Erfolg hat für mich drei Buchstaben: tun. Und deshalb kann man sich nicht einfach ausruhen auf dem Erreichten. In den letzten fünf Jahren habe ich mich vor allem im mentalen Bereich weitergebildet, unter anderem als Sport Mental Coach, aber auch als betrieblicher Mentor.

Medizin, Sport und Mentales als Gesamtpaket

Medizin ist ja etwas sehr Physisches, und mir fehlte immer mehr der Kopf, das Mentale, das wollte ich integrieren. Das Anatomische aus der Medizin, der Sportbereich und nun das Mentale, das ergibt zusammen ein Gesamtpaket, das für mich stimmt. Die verschiedenen Bereiche profitieren voneinander, und für mich persönlich schliesst sich der Kreis.

Ich habe mein ganzes Berufsleben genutzt, um mich weiterzubilden: Die fachlichen Kompetenzen müssen auf dem neuesten Stand sein. Meine Überzeugung ist, dass Erfahrung nicht automatisch Kompetenz bedeutet; das verläuft nicht linear. Damit will ich keineswegs sagen, dass Erfahrung nichts bringt. Meine 20 Jahre Erfahrung als Rettungssanitäterin sehe ich schon auch als etwas, das meinen Rucksack füllt.

Aber ich habe manchmal den Eindruck, dass Berufsleute unabhängig von der Branche mit zunehmendem Alter einen Kompensationsmechanismus in Gang setzen, der für mich so nicht funktioniert. Ist jemand fachlich nicht mehr ganz à jour, wird auf die grosse und wertvolle Erfahrung verwiesen. Dabei braucht es beides: Man kann nicht das eine durch das andere ersetzen und bloss auf der Schiene der Erfahrung fahren. Nur schon, weil die Jungen mit aktuellen Ausbildungen nachdrängen.
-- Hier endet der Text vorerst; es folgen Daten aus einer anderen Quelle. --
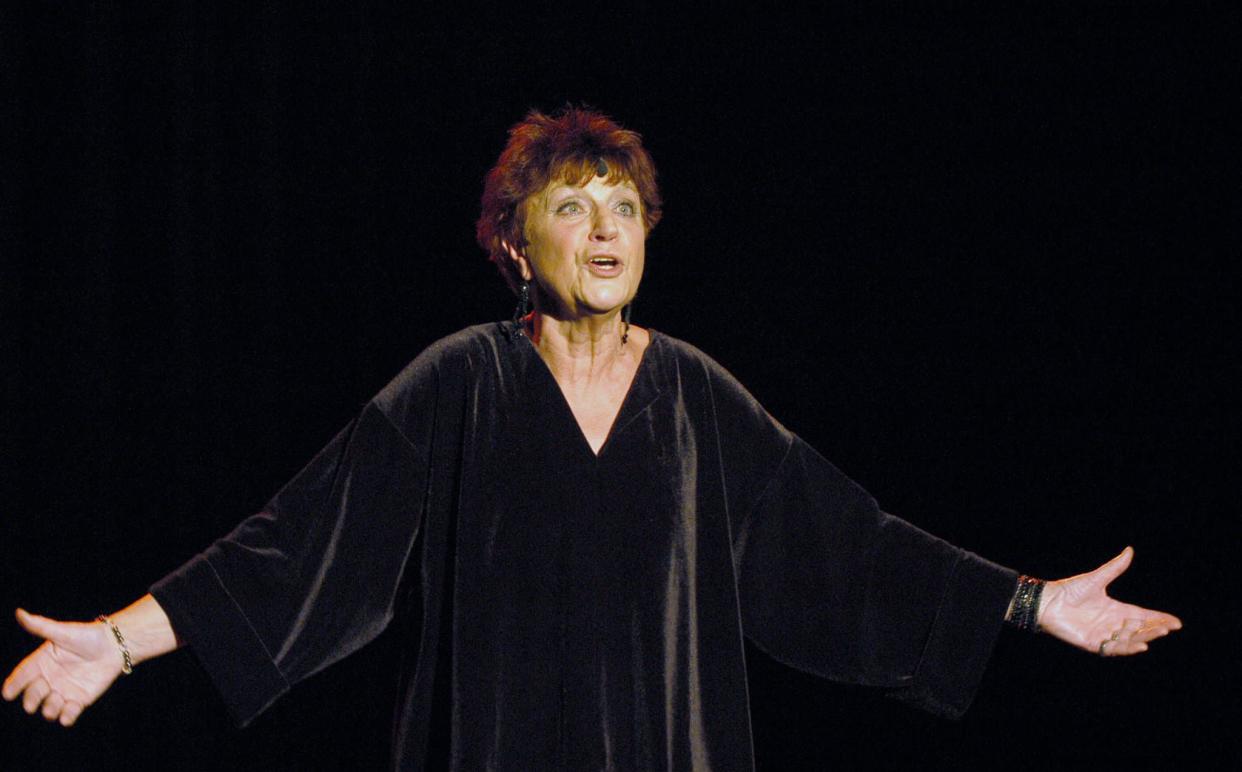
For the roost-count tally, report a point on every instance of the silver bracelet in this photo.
(127, 660)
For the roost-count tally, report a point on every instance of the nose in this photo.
(604, 227)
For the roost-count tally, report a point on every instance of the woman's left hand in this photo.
(1078, 611)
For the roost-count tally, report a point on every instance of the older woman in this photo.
(579, 519)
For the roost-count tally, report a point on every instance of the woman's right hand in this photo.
(76, 663)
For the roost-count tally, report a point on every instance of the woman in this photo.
(579, 520)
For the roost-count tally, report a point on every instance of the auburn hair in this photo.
(564, 147)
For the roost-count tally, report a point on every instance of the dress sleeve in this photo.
(309, 579)
(832, 586)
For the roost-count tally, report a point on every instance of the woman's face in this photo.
(585, 247)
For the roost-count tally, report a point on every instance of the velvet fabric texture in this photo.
(576, 611)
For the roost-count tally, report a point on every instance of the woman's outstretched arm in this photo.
(1078, 611)
(78, 660)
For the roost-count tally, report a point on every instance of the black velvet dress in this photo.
(570, 610)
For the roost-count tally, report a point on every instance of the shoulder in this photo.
(688, 361)
(444, 363)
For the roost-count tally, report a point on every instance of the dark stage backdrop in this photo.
(979, 261)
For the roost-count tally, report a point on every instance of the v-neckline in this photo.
(629, 402)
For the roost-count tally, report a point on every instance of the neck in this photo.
(579, 349)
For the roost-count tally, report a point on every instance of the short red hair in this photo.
(566, 147)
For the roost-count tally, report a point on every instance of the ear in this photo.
(519, 260)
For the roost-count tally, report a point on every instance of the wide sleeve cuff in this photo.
(968, 621)
(208, 619)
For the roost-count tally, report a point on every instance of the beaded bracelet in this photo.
(127, 660)
(1025, 611)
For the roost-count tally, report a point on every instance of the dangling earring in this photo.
(523, 308)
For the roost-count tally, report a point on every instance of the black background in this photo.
(980, 260)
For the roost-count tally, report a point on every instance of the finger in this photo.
(70, 713)
(1114, 567)
(44, 627)
(21, 675)
(35, 694)
(52, 706)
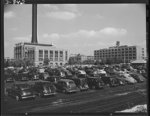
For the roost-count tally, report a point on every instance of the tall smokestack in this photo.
(34, 24)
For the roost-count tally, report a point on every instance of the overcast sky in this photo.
(79, 28)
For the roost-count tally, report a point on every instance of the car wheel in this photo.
(40, 94)
(64, 91)
(17, 98)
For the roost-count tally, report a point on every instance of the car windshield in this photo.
(23, 86)
(46, 87)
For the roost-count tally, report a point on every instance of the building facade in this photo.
(39, 52)
(80, 58)
(124, 53)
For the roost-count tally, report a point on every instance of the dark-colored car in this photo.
(119, 79)
(44, 75)
(66, 86)
(54, 79)
(9, 80)
(95, 82)
(137, 77)
(21, 91)
(44, 88)
(112, 82)
(22, 77)
(81, 83)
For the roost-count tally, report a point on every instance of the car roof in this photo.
(65, 80)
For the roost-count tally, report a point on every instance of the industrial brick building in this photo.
(124, 53)
(38, 52)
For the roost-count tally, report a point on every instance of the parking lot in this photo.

Nicht gelebte Qualität ist nicht zu übersehen

Wenn ich im Zertifizierungsprozess den Eindruck bekomme, dass die Motivation ausschliesslich monetär ist oder es nur darum geht, die Zertifizierung zu haben, damit man die Anerkennung der Krankenkasse bekommt, schaue ich genau hin. Wird Qualität überhaupt nicht gelebt, ist das nicht zu übersehen. Es hat ja auch viel mit dem Ethikkodex und der Philosophie des Qualitätsmanagements zu tun. Wie geht man miteinander um im Team? Wie mit den Kundinnen und Kunden? Wie wichtig ist mir meine Dienstleistung?

Bahnen sich im Zertifizierungsprozess Konflikte an, versuche ich, frühzeitig zu deeskalieren und nicht zu warten, bis die Suppe am Brodeln ist. Zum Beispiel unterstütze ich die Anbieter im Handling der vielen Unterlagen, die sie für die Zertifizierung benötigen. Das alles kann am Anfang durchaus abschreckend wirken. Da erachte ich es als meine Aufgabe, den Durchblick zu verschaffen und auch mal zusammen die Normen durchzugehen.

Ich will die Anbieter dort abholen, wo sie den Support wirklich nötig haben. Aber die Kriterien müssen ganz klar erfüllt sein, daran führt nichts vorbei. Wer nicht erfüllt, erhält kein Zertifikat. Ich will als Zertifiziererin eine klare Linie fahren und auf Augenhöhe kommunizieren, aber ich bin nicht die Kontrolleurin, die nur die Mängel sucht.